I’ve had my share of these fantasies, but they have never changed my past or my present. In fact, trying to free ourselves from today’s burdens through dreams of a better past or of living someone else’s life can trap us in a cycle of anger, jealousy, guilt, and self-recrimination that distract us from changing what is or will be.
What might we do instead? I want to share two teachings with you this evening: letting go and choosing life. First, letting go. We can pay attention to the “if only” stories we habitually tell ourselves, looking to see whether any of them serve us. Then, we can consider letting go of those that are not helpful. That could mean facing the pain, the loss, the hardships that the stories are meant to take away, but chances are that they weren’t a cure anyway.
We turn to face what is painful in our lives not to make ourselves miserable but to acknowledge what is and to let go of the anger, judgment, and self-loathing we may have carried along with the fantasies of “what if.”
Here is how poet Alfred Huffstickler describes it:
… Let the pain be pain
Not in the hope it will vanish
But in the faith that it will fit in,
And be then not any less pain but true to form.
Because anything natural has an
inherent shape and will flow towards it.
And a life is as natural as a leaf.
That’s what we’re looking for:
not the end of a thing
but the shape of it.
Wisdom is seeing the shape of your life without
Obliterating, getting over, a
Single instant of it. *
Accepting the reality of the difficulties in our lives, we can then choose, if we wish, to seek acknowledgment and comfort for them. We can work with what is and what comes next.
Letting go of “what ifs” can help make room for the second teaching I want to share, choosing life.
I bet you’ve heard the Jewish way of offering a toast, “l’chaim,” “to life.” It’s so simple and familiar that I rarely think about it, but the words we read from the Torah on Yom Kippur morning bring it into focus. They describe how the Israelites, our spiritual ancestors, stood together at Mount Sinai a few months after fleeing slavery in Egypt to receive the teachings that would help them build a new community.
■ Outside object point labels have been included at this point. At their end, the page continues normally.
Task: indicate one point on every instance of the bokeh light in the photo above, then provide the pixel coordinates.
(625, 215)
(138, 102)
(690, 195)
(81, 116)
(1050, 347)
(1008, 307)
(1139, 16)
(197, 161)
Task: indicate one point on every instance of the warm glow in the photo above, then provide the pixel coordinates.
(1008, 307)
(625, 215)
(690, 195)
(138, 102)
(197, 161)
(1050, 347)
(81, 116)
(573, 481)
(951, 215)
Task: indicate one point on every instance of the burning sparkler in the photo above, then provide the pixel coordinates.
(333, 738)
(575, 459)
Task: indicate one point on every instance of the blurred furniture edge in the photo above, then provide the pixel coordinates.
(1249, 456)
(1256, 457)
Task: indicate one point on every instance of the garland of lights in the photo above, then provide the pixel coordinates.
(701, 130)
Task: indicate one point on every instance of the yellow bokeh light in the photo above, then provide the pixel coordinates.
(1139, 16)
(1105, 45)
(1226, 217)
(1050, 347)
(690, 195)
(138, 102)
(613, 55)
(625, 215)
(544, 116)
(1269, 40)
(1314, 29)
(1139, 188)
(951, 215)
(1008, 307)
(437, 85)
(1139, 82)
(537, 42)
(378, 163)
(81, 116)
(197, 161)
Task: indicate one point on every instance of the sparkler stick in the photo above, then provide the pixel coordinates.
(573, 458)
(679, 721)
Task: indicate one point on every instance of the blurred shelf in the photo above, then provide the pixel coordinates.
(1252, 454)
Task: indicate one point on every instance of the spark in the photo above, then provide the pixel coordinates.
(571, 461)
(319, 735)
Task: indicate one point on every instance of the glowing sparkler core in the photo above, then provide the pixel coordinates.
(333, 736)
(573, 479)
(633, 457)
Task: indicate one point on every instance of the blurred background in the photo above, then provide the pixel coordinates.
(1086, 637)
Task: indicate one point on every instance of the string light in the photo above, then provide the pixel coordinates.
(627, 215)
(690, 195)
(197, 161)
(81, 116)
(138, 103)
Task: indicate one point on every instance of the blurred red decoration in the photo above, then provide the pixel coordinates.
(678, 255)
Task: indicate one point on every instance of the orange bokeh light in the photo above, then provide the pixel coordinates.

“You stand here, all of you, today, before the Holy One … heads of tribes, elders, officials, men, women, children, even the strangers within your camp, from those who chop wood to those who draw water … [and] I, [the Holy One] have put before you life and death … choose life, that you and those who come after you may live …” (Deuteronomy 29:9-10; 31:19)
Is our tradition telling us to decide whether to live or die? No, it is affirming that every choice we make matters. These choices range from how we treat our loved ones to how we spend money; from how we define success to the ways we respond when we see others being hurt, from how we choose our food to how we remind ourselves of our deepest values.
What do these decisions have to do with choosing life or death? Listen again to the end of that quote: “Choose life, that you and those who come after you may live …” Every choice our ancestors made, every choice we make, has an impact not only on us but on others and on our world. As Martin Luther King, Jr. said, “We are caught in an inescapable network of mutuality, tied in a single garment of destiny.” (Letter from a Birmingham Jail)
Letting go … of the “what if” stories we tell ourselves, of the hope that these stories will take away our pain, turning, instead, to find our place in the network of mutuality, to weave our lives, choice by choice, into that single garment of destiny.
Our ancestors stood together at Mount Sinai and heard the call. Today and tomorrow, we are here, together, to reflect on the stories we will let go of, the choices we will make so that when we say, "l’chaim," we will know what we mean and how each of us, in this New Year, will choose life.